I learnt they are not willing to expose too much. Uncertainty is always there with “probablymaybe, sometimes“. Shrinking is almost a rule: “a little bit, not so much, tiny“. They will complain with you straight away, they will hardly compliment with you.

I wondered myself why this kind of communication.

Then I learnt some of them are afraid of getting a “no“, of being rejected. Be careful, they are no angels. They are willing to tell you “no” and to reject you so easily. Sometimes in a soft way, sometimes in a rude way.

Ask them to go out and they will tell you they have to clean their apartment. Then you’ll propose a different day, then they’ll say they have to go to the gym. Try re-scheduling and they will say they are busy, you know grandma’s birthday. So even if they like you and they are interested in you, they really don’t have time or they don’t want to find time for you. You’ll get used to the answer: “sorry, I don’t have time“. Please do not dare to reschedule, just move on.

Do not conform yourself to this praising standard.
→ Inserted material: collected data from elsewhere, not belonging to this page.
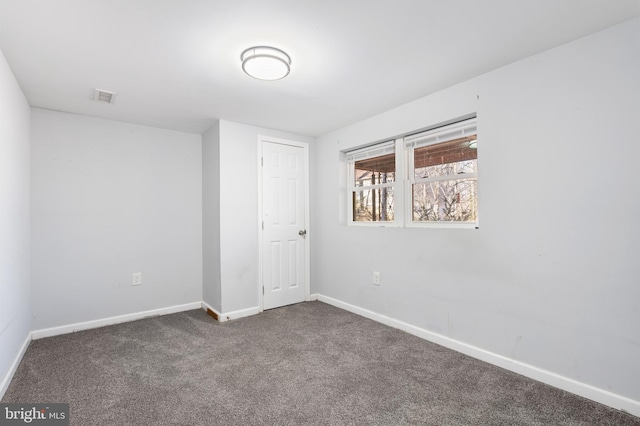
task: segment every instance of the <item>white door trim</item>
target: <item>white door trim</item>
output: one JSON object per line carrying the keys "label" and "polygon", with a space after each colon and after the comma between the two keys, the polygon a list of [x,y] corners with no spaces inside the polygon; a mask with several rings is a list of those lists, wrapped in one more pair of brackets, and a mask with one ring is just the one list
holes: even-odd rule
{"label": "white door trim", "polygon": [[311,232],[311,225],[309,223],[309,144],[306,142],[292,141],[288,139],[274,138],[271,136],[258,135],[258,300],[260,312],[264,310],[264,297],[263,297],[263,282],[262,282],[262,269],[263,269],[263,244],[262,237],[264,230],[262,229],[262,146],[264,142],[271,142],[281,145],[296,146],[303,149],[304,164],[305,164],[305,176],[304,176],[304,222],[305,229],[307,230],[307,236],[304,239],[304,281],[305,281],[305,301],[311,300],[311,268],[310,268],[310,239],[313,238]]}

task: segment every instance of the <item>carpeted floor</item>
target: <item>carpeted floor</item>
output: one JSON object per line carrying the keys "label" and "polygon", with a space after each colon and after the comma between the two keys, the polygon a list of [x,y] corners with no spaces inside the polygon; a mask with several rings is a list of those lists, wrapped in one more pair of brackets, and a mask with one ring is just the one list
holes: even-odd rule
{"label": "carpeted floor", "polygon": [[640,425],[320,302],[195,310],[36,340],[2,402],[72,425]]}

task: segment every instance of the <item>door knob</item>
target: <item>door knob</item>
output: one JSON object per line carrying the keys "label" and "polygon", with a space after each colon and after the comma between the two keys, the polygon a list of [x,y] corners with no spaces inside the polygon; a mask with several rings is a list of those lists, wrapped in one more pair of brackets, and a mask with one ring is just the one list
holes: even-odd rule
{"label": "door knob", "polygon": [[301,237],[305,237],[307,235],[307,230],[303,229],[302,231],[298,231],[298,235],[300,235]]}

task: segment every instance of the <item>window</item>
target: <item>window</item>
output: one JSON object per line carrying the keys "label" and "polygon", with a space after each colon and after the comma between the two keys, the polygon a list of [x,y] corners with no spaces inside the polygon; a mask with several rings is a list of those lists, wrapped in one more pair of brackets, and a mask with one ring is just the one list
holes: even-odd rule
{"label": "window", "polygon": [[410,223],[478,222],[475,119],[405,137]]}
{"label": "window", "polygon": [[395,142],[347,153],[351,222],[393,222],[396,185]]}
{"label": "window", "polygon": [[346,153],[350,224],[477,227],[476,119]]}

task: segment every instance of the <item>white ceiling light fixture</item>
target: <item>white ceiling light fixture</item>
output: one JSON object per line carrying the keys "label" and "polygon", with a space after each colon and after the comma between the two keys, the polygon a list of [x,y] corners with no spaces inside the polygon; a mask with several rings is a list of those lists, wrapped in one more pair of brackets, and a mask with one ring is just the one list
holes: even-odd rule
{"label": "white ceiling light fixture", "polygon": [[250,47],[240,55],[242,70],[258,80],[280,80],[291,71],[291,58],[275,47]]}

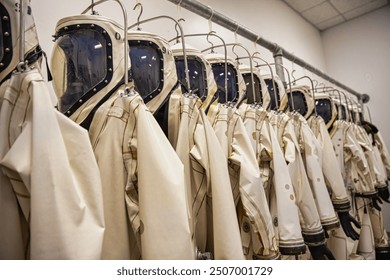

Understand it and learn how to deal with it, but keep in mind the way you are, what you want and continue being yourself.

Run away from people not willing to spend time with you. Run away from people so sensitive and terrified of rejection but showing you they don’t give a cent about your feelings.

This is dedicated to the ones willing to move to Germany. This is dedicated to myself.

World population counts almost 8 billion, so you don’t have to have German friends.

Sea is full of fishes” – according to an Italian saying.